The following are a variety of rules I try to stick to when I’m drinking. Most of them have come from conversations and experiences with friends, some from chatting with servers, others from signs posted in bars.
- If you have to work in the morning, never go drinking with people who don’t.
- Shots are for beginning-of-the-evening enjoyment only and serve with appetizers, but not as a nightcap. Any shot provided after the third round should be ignored.
- Always toast before shots. Whoever purchased said round of shots gets first dibs on the toast.
- Tip early, tip often.
- Beer is your friend. Stick with beer and you’ll be cool. A little wine is acceptable too; or perhaps a cocktail or two. But not beer, wine and cocktails. No more than two types of drink should be consumed in an evening.
- Find out your server’s name. Check their nametag or better yet, ask. Also, treat them with respect. Aside from being a common courtesy, this will pay off the longer you’re at the bar.
- When the bartender is slammed, the more complex your drink, the more they will hate you. Limit orders to beer, straight shots and two-part cocktails.
- Get the bartender’s attention with eye contact. NEVER yell out to them.
- Use your head. If you’ve been drinking beer all night and a scotch on the rocks sounds good, keep in mind that your numb tastebuds have their gears set to “beer pace.” Beer is your friend.
- Don’t drink any cocktail prepared by an amateur bartender. This is about the most important rule, especially if it’s a drink they “made up in college.” If Kool-Aid is an ingredient: WARNING.
- If you’re pouring, measure. I cannot stress this enough. Always put the same amount in your cocktails. If you like them strong, fine. Pour a double. But be consistent and use a shotglass.
- Be cautious of how you plug the jukebox. We all love Guns-N-Roses, but not their entire anthology back-to-back. Remember you’re playing music for everybody — not just you.
- If it looks like a happy hour is gonna slip into a bar night, EAT. And eat well.
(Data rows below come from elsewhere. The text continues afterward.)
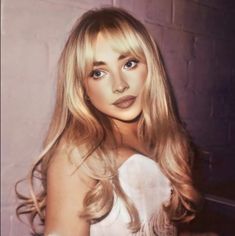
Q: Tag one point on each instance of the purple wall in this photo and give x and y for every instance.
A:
(196, 38)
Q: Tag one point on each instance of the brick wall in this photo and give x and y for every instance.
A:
(196, 41)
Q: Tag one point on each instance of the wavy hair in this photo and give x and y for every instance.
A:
(76, 124)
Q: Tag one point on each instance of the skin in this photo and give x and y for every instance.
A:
(118, 76)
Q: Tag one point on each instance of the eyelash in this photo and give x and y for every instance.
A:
(129, 68)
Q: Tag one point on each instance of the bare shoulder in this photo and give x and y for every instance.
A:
(67, 185)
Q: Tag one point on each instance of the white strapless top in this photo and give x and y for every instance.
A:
(145, 184)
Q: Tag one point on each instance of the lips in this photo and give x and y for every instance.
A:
(125, 102)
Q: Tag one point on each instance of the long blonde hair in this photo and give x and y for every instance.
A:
(77, 124)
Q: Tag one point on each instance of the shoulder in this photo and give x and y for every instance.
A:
(66, 162)
(67, 186)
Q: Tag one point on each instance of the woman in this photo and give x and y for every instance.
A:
(116, 160)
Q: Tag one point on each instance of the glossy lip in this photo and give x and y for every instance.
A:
(125, 102)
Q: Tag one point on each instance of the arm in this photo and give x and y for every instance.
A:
(66, 189)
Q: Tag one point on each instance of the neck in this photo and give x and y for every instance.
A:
(126, 136)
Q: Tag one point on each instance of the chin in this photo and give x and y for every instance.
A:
(129, 118)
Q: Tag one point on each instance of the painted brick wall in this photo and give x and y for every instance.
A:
(196, 38)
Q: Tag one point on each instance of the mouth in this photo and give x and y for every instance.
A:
(125, 102)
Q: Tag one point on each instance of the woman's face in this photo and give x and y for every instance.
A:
(115, 84)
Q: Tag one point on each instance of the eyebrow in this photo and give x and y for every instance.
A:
(101, 63)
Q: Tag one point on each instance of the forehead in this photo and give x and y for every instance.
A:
(107, 45)
(104, 48)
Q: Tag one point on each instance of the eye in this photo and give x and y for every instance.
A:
(131, 64)
(97, 74)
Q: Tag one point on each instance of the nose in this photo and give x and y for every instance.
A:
(119, 84)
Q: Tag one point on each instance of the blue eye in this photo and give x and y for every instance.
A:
(97, 74)
(131, 64)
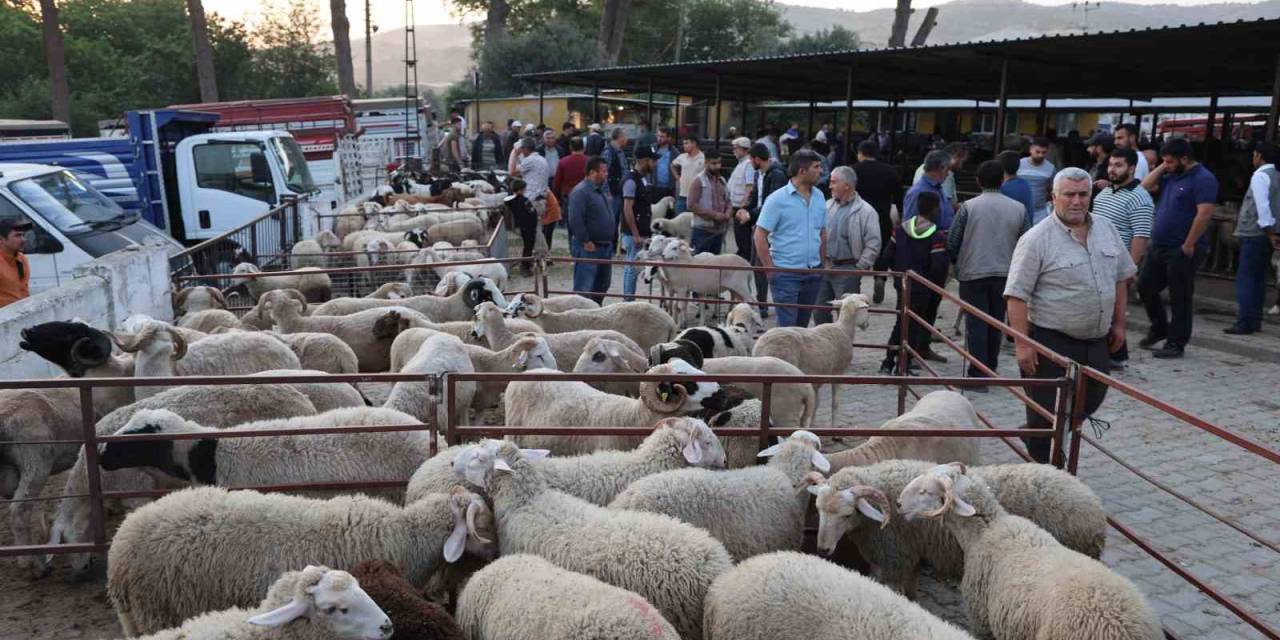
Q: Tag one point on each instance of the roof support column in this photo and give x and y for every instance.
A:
(849, 117)
(1001, 106)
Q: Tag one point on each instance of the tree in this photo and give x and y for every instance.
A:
(206, 76)
(55, 56)
(342, 46)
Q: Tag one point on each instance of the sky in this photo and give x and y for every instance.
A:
(391, 13)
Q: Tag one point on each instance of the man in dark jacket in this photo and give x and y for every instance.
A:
(878, 184)
(769, 177)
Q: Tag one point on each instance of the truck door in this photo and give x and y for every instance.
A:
(224, 184)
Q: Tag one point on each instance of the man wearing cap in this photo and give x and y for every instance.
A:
(14, 269)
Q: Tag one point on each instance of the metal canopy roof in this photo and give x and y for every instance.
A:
(1226, 58)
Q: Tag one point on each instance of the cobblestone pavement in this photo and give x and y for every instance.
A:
(1237, 392)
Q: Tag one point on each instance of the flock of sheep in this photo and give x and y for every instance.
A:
(677, 534)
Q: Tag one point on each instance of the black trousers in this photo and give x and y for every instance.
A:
(1169, 268)
(1086, 352)
(981, 338)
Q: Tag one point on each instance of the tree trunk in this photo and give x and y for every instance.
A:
(613, 23)
(342, 46)
(55, 55)
(205, 74)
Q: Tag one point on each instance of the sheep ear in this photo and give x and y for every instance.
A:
(296, 608)
(869, 510)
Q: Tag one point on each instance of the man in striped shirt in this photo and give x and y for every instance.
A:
(1129, 209)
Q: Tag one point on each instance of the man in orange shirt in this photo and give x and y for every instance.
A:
(14, 269)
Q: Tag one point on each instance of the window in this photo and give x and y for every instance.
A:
(231, 167)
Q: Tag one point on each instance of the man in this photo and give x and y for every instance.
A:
(878, 184)
(1127, 137)
(14, 268)
(487, 149)
(636, 199)
(959, 152)
(937, 169)
(981, 243)
(686, 168)
(1077, 312)
(1188, 195)
(590, 229)
(1014, 186)
(769, 177)
(1129, 209)
(790, 234)
(1038, 172)
(594, 141)
(1256, 228)
(708, 200)
(853, 240)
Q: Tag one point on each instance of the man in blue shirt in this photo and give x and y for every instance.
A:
(1015, 186)
(790, 234)
(1188, 195)
(590, 229)
(937, 167)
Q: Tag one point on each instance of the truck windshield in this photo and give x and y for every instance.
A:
(71, 204)
(297, 176)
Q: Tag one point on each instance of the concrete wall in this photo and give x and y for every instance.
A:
(103, 293)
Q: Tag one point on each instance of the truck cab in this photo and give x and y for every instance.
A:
(72, 222)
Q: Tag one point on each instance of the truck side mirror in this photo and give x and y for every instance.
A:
(261, 170)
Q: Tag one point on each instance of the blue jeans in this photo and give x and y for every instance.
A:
(590, 278)
(795, 289)
(703, 240)
(1251, 282)
(630, 273)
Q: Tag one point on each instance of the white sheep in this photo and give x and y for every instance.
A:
(750, 511)
(935, 410)
(575, 403)
(1018, 580)
(790, 594)
(315, 286)
(823, 350)
(552, 603)
(641, 321)
(853, 508)
(664, 561)
(329, 603)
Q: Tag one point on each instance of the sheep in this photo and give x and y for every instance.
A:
(1054, 499)
(456, 307)
(823, 350)
(197, 298)
(167, 565)
(936, 410)
(315, 287)
(368, 333)
(439, 353)
(524, 597)
(237, 462)
(1018, 580)
(411, 615)
(790, 594)
(219, 406)
(641, 321)
(312, 595)
(750, 511)
(680, 227)
(575, 403)
(209, 320)
(659, 558)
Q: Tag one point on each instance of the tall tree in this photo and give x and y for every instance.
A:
(205, 72)
(55, 55)
(613, 22)
(342, 46)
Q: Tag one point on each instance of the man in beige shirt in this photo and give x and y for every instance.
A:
(1068, 291)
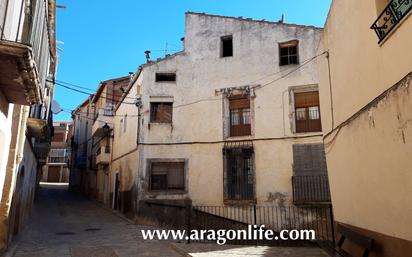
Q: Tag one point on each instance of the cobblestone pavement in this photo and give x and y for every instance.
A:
(64, 224)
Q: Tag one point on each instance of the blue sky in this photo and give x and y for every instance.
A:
(107, 39)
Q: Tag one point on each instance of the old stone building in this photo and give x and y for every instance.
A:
(27, 68)
(366, 108)
(56, 168)
(92, 139)
(232, 119)
(81, 144)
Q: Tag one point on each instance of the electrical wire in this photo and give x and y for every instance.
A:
(260, 87)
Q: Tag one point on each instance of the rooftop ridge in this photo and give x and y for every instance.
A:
(240, 18)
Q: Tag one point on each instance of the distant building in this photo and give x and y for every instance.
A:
(28, 62)
(56, 168)
(81, 145)
(366, 107)
(92, 139)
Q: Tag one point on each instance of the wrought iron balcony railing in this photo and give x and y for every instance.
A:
(310, 189)
(391, 16)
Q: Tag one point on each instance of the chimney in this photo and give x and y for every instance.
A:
(282, 19)
(147, 53)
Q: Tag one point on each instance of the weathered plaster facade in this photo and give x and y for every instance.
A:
(83, 117)
(27, 60)
(366, 109)
(198, 131)
(56, 168)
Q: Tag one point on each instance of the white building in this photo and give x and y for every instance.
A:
(231, 118)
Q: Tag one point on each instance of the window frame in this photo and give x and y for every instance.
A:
(239, 129)
(149, 166)
(315, 124)
(152, 115)
(288, 45)
(165, 74)
(224, 39)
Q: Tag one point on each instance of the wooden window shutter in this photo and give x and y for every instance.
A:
(306, 99)
(239, 103)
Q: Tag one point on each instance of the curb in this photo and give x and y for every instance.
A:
(11, 250)
(179, 250)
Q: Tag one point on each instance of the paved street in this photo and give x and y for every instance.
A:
(65, 224)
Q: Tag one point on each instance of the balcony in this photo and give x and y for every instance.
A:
(40, 123)
(25, 53)
(58, 156)
(102, 118)
(391, 16)
(310, 189)
(103, 155)
(80, 162)
(57, 160)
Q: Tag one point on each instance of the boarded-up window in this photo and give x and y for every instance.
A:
(309, 159)
(167, 176)
(161, 112)
(239, 174)
(240, 121)
(226, 46)
(59, 137)
(53, 174)
(288, 53)
(307, 112)
(310, 180)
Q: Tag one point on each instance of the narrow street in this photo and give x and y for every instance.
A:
(66, 224)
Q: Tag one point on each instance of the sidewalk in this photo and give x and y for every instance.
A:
(213, 250)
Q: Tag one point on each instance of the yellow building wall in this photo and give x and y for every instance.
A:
(369, 159)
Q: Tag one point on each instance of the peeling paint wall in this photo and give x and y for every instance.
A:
(367, 92)
(200, 73)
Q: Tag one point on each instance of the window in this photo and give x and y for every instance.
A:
(239, 174)
(165, 77)
(380, 5)
(226, 46)
(307, 113)
(239, 116)
(288, 53)
(161, 112)
(57, 156)
(309, 159)
(167, 176)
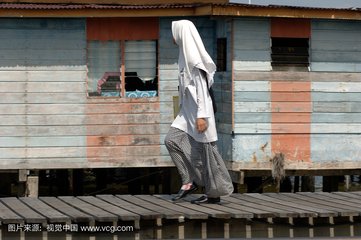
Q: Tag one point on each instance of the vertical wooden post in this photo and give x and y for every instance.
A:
(291, 231)
(77, 182)
(181, 227)
(159, 228)
(32, 186)
(23, 177)
(204, 230)
(270, 227)
(248, 230)
(226, 229)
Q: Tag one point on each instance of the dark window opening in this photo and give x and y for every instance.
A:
(107, 60)
(290, 54)
(222, 54)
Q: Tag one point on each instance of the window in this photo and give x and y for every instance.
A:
(290, 44)
(122, 63)
(222, 54)
(290, 54)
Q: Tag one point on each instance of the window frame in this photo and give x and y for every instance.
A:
(102, 29)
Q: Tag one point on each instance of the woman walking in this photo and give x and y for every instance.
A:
(192, 135)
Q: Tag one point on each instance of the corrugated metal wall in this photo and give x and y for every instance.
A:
(313, 117)
(42, 84)
(336, 116)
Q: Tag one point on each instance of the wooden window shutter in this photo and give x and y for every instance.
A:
(104, 29)
(290, 28)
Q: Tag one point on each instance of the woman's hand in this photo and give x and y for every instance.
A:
(201, 125)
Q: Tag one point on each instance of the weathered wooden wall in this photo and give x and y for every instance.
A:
(47, 120)
(43, 85)
(312, 117)
(336, 122)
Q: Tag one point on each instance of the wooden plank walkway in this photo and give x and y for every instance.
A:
(248, 207)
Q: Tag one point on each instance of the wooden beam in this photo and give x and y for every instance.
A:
(254, 11)
(97, 12)
(122, 2)
(206, 8)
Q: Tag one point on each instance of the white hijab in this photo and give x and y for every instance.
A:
(192, 52)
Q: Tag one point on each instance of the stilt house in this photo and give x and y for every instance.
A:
(91, 83)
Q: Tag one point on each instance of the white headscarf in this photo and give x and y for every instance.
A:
(192, 52)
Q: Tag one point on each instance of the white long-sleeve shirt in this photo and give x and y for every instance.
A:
(195, 102)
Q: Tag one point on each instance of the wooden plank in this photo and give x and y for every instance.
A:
(29, 215)
(230, 208)
(167, 213)
(188, 213)
(297, 76)
(327, 197)
(346, 199)
(8, 216)
(53, 215)
(236, 203)
(351, 195)
(122, 213)
(68, 130)
(261, 199)
(277, 210)
(143, 212)
(299, 204)
(215, 213)
(342, 211)
(75, 214)
(98, 213)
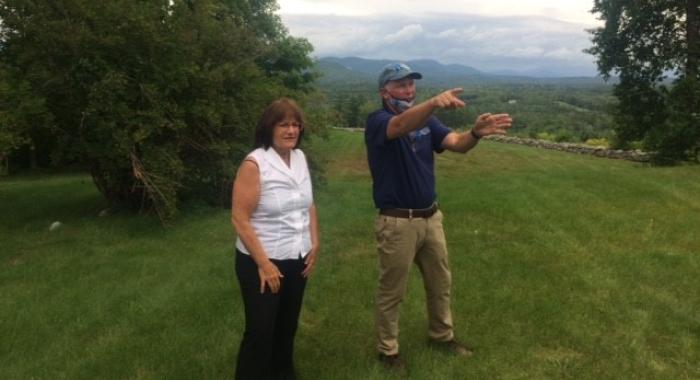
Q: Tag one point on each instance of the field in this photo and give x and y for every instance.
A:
(563, 266)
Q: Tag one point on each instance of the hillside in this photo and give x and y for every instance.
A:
(563, 266)
(336, 70)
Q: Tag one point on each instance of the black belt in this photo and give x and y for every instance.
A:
(410, 212)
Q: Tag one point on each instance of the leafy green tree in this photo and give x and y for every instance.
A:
(159, 98)
(645, 43)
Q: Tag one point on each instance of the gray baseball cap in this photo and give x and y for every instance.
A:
(396, 71)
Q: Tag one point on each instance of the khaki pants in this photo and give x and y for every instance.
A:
(400, 242)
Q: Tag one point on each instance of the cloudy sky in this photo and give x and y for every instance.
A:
(543, 38)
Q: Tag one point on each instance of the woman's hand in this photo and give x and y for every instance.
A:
(310, 262)
(270, 275)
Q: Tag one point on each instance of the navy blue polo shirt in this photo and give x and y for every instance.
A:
(402, 169)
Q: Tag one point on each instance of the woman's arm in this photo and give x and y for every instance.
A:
(310, 260)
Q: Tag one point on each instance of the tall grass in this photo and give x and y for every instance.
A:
(563, 266)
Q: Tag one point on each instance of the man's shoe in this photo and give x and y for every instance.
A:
(393, 363)
(454, 347)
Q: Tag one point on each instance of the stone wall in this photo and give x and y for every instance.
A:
(632, 155)
(598, 151)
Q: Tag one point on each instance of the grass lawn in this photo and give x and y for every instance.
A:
(564, 266)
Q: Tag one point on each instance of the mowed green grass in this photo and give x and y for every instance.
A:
(563, 266)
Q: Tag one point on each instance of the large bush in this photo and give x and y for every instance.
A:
(158, 98)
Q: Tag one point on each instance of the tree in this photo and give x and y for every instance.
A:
(158, 98)
(647, 44)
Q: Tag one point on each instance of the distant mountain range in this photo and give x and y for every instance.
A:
(360, 70)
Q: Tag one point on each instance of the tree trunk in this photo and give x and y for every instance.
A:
(692, 34)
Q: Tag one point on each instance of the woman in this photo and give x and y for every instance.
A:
(275, 218)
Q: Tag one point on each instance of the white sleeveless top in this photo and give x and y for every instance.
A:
(281, 219)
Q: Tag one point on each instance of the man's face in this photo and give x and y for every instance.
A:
(404, 89)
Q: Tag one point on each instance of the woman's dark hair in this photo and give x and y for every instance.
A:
(274, 113)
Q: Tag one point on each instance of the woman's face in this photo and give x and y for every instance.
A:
(286, 134)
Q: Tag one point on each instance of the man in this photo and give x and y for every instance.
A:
(401, 138)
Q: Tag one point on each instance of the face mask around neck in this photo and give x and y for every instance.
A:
(400, 104)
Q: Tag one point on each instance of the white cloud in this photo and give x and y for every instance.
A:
(486, 43)
(407, 33)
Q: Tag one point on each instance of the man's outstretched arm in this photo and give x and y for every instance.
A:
(485, 125)
(416, 116)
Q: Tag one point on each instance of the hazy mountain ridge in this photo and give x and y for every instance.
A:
(356, 70)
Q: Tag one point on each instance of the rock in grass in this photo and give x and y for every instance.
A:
(54, 226)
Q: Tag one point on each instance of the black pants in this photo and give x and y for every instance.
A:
(271, 320)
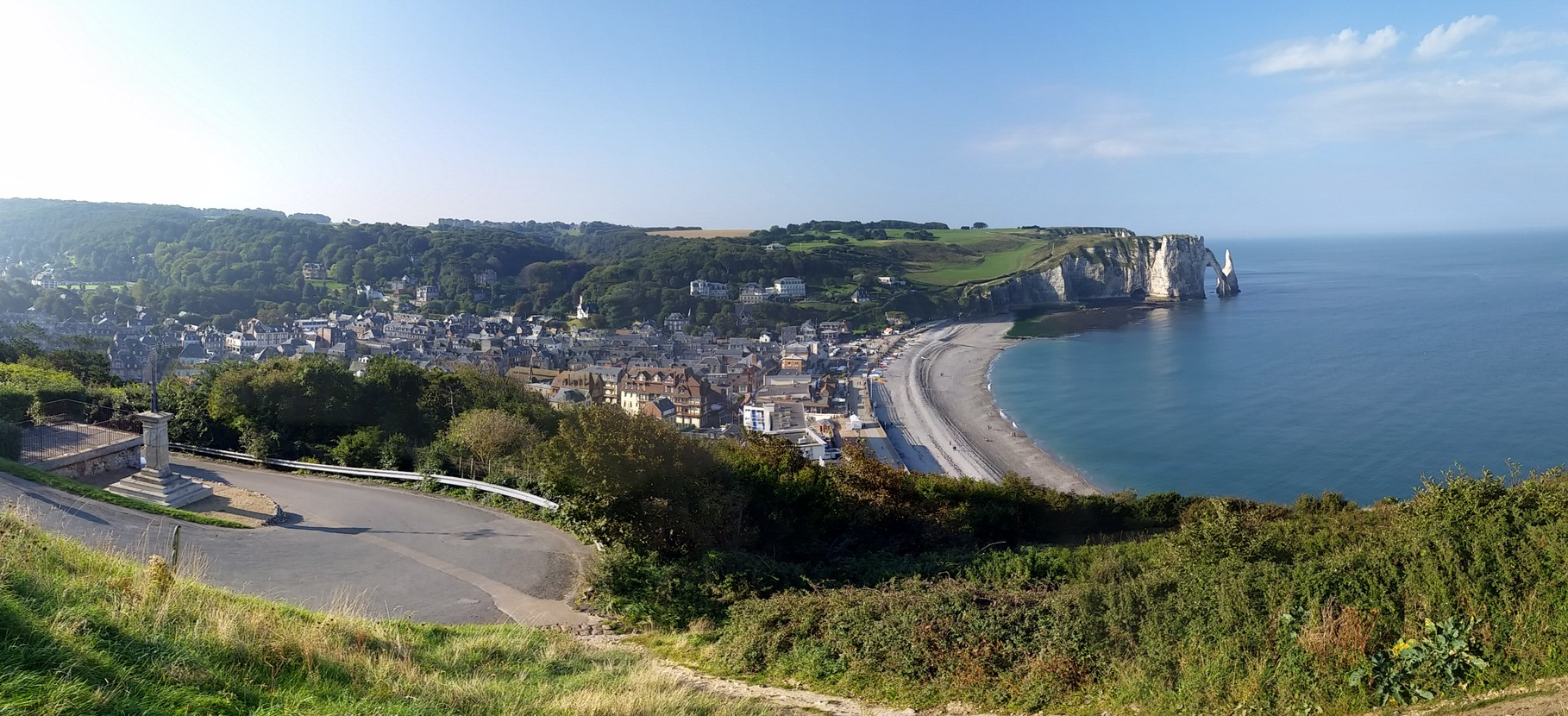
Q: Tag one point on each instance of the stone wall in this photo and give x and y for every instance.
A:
(118, 456)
The low-fat side caesar is no match for those six Screaming Purple Gut-Reamers. They make fried cheese-sticks for a reason.
- With *very* few exceptions among the scotches and elsewhere, there is no liquor over 80 proof that is worth dealing with. 100-proof does not equal “fun.”
- Never call in sick to work because you have a hangover. You got yourself into this one, so live with it. This is especially true if it was co-workers you got hammered with.
- That reminds me: Go to the bar with your co-workers. Even if you don’t like to drink. For lots of people, the conversation takes a very different turn as soon as the saloon doors swing open. And there’s no better respect a boss can get than that which derives from an atonal rendition of “Mack the Knife” at Karaoke Hut. Have a Coke.
- Never turn down a drink on the house.
- Find a place you like and become a regular. Not to the point of being a lush, but to the point of the bartenders and wait staff knowing you by name.
- If at all possible, avoid drinking beer out of a plastic cup.
- If there’s a DJ, never say “I’ll give you $5 if you play…”. Tip up front or just don’t bring it up. He won’t believe you. The same goes with servers; never promise a tip “…if…” they do something. Pay up, THEN ask. Again again, tip your servers early and often.
- If someone in your group buys a round of drinks, buy a reciprocal round or pay the tip (or at least offer).
If your drinking nights usually end with kisses on the cheek and “Have a great weekend, everybody,” you’re doing it right. If your drinking nights usually end with split lips and “You have the right to remain silent,” you’re doing it wrong.